B. Değerlendirme ve Gerekçe

Dava, tapusuz taşınmazın tescili istemine ilişkindir.

1. 2010 yılında Rize ili, Ardeşen ilçesi, ... köyünde yapılan kadastro çalışmaları sonucunda nizalı taşınmaz bölümlerinin bulunduğu yer yol olarak haritasında gösterilmiştir.

2. Temyiz olunan nihai kararların bozulması 6100 sayılı Hukuk Muhakemeleri Kanunu’nun (HMK) geçici 3/2. maddesinin yollamasıyla 1086 sayılı Hukuk Usulü Muhakemeleri Kanunu’nun (HUMK) uygulanacağı davalar yönünden HUMK’nın 428. maddesinde yer alan sebeplerden birinin varlığı halinde mümkündür.

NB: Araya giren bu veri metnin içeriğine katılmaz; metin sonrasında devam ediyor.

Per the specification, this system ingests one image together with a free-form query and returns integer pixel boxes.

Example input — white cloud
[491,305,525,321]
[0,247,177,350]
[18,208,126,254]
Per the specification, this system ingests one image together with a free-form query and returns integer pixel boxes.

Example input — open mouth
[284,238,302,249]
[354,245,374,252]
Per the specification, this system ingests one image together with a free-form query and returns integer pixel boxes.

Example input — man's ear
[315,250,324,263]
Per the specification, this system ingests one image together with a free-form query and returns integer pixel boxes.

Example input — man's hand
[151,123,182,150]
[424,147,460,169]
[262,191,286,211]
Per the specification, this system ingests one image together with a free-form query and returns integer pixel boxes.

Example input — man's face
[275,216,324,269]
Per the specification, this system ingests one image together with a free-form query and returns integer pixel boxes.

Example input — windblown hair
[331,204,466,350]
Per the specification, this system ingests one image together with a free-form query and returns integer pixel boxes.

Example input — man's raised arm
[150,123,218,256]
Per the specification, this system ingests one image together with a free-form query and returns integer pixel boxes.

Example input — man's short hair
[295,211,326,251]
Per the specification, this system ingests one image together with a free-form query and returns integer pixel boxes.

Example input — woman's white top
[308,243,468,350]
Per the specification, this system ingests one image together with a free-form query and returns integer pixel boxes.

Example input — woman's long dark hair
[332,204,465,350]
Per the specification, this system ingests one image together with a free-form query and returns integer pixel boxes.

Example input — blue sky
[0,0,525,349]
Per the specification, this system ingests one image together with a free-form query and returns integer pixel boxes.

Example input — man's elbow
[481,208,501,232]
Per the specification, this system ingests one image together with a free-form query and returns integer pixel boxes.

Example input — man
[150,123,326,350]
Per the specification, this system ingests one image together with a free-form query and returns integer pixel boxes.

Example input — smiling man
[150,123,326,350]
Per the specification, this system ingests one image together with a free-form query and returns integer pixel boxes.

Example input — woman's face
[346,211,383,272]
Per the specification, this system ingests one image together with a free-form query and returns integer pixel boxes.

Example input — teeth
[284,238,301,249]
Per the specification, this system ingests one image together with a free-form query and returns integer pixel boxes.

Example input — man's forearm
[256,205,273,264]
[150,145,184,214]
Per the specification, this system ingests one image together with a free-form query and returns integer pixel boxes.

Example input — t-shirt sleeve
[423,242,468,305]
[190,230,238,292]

3. Temyizen incelenen karar, tarafların karşılıklı iddia ve savunmalarına, dayandıkları belgelere, uyuşmazlığa uygulanması gereken hukuk kuralları ile hukuki ilişkinin nitelendirilmesine, dava şartlarına, yargılama ve ispat kuralları ile kararda belirtilen gerekçelere göre usul ve kanuna uygun olup davacı vekilinin temyiz dilekçesinde ileri sürülen sebepler kararın bozulmasını gerektirecek nitelikte görülmemiştir.

VI.KARAR

Açıklanan sebeplerle;

Davacı vekilinin yerinde görülmeyen temyiz itirazlarının reddi ile usul ve kanuna uygun olan kararın ONANMASINA,

Aşağıda yazılı 345,55 TL bakiye onama harcının temyiz eden davacıdan alınmasına,

Dosyanın Pazar (Rize) 1. Asliye Hukuk Mahkemesine gönderilmesine,

1086 sayılı HUMK'un 440/III-1. maddesi uyarınca karar düzeltme yolu kapalı olmak üzere,

27.03.2025 tarihinde oy birliğiyle karar verildi.